World number two miner Rio Tinto (LON:ASX) and the government of Mongolia will sit down for further tough negotiations over the future of the controversial Oyu Tolgoi copper-gold mine on March 20.
The government of the Asian nation, which has a 34% shareholding in Oyu Tolgoi, has been at loggerheads with operator Turquoise Hill Resources (TSX:TRQ), which is controlled by Rio and the owner the remainder of the mine, over development costs, royalties and ownership of the massive project where commercial production is scheduled for June.
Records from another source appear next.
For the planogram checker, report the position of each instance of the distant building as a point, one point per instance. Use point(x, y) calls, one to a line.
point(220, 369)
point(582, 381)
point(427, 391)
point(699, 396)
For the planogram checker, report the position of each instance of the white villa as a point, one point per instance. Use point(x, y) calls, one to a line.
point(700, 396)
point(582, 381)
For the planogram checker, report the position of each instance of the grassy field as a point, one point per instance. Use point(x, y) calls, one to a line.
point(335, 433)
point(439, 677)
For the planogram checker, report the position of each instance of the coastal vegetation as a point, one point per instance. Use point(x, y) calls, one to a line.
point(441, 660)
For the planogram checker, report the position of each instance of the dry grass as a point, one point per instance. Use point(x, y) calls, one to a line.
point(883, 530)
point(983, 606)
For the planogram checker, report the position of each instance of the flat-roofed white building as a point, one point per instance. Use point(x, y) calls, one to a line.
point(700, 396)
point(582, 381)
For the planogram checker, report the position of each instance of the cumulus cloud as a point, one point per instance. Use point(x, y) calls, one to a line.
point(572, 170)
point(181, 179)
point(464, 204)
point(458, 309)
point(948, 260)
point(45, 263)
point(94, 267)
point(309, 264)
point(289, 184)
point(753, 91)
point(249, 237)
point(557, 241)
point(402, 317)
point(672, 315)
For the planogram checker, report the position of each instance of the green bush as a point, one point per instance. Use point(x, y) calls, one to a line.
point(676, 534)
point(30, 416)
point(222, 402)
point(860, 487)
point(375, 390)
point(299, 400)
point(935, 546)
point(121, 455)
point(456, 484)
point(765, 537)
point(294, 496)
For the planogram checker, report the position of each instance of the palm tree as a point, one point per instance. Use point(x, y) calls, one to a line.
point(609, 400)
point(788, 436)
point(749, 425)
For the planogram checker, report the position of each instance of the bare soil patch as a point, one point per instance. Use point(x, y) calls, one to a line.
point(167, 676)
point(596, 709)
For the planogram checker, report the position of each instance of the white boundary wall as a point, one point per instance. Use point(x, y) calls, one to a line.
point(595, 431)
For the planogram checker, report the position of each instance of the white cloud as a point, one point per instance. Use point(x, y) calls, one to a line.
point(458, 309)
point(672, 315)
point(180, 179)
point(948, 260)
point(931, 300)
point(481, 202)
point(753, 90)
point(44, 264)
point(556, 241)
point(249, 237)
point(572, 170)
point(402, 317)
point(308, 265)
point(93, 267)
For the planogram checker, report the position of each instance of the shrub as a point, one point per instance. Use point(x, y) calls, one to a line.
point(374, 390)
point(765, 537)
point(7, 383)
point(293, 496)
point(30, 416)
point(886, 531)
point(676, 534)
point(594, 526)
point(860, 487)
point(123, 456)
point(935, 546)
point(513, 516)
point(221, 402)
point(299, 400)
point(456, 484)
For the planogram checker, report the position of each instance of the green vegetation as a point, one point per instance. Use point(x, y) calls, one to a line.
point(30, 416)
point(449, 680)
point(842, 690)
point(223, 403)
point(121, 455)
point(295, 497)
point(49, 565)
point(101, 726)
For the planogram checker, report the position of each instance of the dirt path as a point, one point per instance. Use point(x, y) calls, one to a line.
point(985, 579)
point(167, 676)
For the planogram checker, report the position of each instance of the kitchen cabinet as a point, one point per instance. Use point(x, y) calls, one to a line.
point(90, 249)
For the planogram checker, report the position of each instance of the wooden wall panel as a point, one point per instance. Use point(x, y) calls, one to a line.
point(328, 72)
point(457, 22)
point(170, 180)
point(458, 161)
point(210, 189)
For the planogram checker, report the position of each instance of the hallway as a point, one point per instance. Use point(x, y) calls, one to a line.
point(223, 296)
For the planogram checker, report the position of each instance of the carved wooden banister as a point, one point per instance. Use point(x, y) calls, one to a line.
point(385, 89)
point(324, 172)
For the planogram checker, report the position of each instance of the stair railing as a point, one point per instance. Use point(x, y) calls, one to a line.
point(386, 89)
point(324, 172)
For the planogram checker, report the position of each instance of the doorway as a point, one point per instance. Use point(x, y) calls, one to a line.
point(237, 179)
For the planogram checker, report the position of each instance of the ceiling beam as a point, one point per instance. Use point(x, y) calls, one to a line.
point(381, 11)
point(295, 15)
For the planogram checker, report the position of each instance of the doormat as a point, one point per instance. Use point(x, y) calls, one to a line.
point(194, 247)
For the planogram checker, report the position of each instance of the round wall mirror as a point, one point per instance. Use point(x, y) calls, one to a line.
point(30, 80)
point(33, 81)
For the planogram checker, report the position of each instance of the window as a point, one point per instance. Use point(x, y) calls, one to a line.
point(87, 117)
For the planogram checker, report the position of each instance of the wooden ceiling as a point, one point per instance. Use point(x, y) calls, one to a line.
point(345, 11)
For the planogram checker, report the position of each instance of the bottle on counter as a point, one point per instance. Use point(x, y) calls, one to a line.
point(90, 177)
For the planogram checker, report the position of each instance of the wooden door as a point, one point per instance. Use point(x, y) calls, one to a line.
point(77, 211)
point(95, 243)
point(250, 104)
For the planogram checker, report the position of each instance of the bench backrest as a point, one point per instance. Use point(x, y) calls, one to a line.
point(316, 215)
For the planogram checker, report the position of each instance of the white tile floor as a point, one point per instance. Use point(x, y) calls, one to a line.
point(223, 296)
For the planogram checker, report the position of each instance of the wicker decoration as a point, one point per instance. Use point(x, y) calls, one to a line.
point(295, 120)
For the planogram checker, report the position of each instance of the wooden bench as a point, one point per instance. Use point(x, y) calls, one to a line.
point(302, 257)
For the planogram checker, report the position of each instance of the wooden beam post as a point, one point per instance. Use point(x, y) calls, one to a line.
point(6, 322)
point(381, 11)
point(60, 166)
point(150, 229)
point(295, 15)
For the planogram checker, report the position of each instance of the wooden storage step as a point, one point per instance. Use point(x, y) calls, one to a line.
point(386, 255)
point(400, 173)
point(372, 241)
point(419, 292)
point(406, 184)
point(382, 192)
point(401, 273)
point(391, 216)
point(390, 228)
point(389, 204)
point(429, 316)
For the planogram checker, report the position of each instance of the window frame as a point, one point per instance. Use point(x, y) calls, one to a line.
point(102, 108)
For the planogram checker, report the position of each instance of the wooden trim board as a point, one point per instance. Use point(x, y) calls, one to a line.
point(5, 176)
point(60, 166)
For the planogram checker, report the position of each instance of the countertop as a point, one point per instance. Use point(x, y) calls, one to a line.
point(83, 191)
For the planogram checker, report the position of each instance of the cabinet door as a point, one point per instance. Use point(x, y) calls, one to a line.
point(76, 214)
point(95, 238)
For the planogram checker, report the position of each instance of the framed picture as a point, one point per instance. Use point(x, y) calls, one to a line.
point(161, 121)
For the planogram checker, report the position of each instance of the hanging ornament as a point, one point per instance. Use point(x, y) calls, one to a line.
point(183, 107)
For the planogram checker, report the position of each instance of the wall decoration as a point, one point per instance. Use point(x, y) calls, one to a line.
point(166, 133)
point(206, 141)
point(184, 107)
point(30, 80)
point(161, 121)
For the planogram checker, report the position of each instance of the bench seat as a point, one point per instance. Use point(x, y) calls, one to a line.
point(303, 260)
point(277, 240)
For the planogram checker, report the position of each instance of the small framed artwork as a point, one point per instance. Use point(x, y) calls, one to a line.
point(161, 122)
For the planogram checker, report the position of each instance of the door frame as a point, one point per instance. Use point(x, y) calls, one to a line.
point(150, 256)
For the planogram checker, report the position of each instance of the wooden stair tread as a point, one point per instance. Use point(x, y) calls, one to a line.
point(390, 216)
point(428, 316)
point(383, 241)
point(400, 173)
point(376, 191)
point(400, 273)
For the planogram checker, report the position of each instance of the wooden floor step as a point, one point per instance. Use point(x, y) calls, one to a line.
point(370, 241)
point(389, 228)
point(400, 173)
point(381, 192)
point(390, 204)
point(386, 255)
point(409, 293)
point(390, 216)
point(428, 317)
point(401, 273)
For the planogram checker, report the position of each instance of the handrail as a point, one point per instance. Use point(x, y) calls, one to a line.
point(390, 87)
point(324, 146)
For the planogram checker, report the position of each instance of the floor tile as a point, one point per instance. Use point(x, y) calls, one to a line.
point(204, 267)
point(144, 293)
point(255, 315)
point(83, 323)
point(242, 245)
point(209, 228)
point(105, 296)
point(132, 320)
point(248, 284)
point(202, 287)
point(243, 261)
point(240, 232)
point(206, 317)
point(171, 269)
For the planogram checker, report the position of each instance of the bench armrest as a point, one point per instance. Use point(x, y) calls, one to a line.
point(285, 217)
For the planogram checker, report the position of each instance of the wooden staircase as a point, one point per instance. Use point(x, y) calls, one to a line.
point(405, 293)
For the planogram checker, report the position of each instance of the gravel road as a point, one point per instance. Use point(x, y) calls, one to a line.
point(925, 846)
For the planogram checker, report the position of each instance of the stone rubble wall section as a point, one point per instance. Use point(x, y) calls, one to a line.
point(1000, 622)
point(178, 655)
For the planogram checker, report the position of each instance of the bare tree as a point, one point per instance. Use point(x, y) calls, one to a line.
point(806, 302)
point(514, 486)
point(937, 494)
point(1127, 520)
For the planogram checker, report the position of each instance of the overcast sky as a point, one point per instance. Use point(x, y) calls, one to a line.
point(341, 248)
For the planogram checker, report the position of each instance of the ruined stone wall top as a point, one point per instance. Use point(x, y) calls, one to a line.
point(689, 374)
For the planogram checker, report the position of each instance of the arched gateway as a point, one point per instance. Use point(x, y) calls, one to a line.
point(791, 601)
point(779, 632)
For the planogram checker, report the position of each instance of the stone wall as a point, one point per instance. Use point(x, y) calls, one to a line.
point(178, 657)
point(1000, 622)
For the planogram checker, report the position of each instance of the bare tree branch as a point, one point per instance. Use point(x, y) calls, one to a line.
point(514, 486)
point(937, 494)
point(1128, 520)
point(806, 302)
According to a statement by Mongolia’s minister for economic development, Nyamjav Batbayar, on the state-run news agency web site there are six main sticking points, centred on cost overruns, the funding and feasibility study for phase 2 of the mine, the employment of Mongolian workers and contractors and corporate governance, for which it now awaits a “concrete response” from Turquoise Hill.
Turquoise Hill has already spent more than $6 billion on the mine in the south Gobi desert, but the mine is now operating under a temporary month-to-month budget from Rio’s coffers.
Mongolia has accused Rio of working fast and loose with financing for the project before as rhetoric over a bill before the Asian nation’s parliament which contains sweeping changes for the mining industry intensifies.
Rio also suffered a setback last week after the US raised serious concerns over Oyu Tolgoi’s environmental and social impact and decided to abstain from voting on a $4.5 billion debt package being negotiated with the World Bank and other institutions.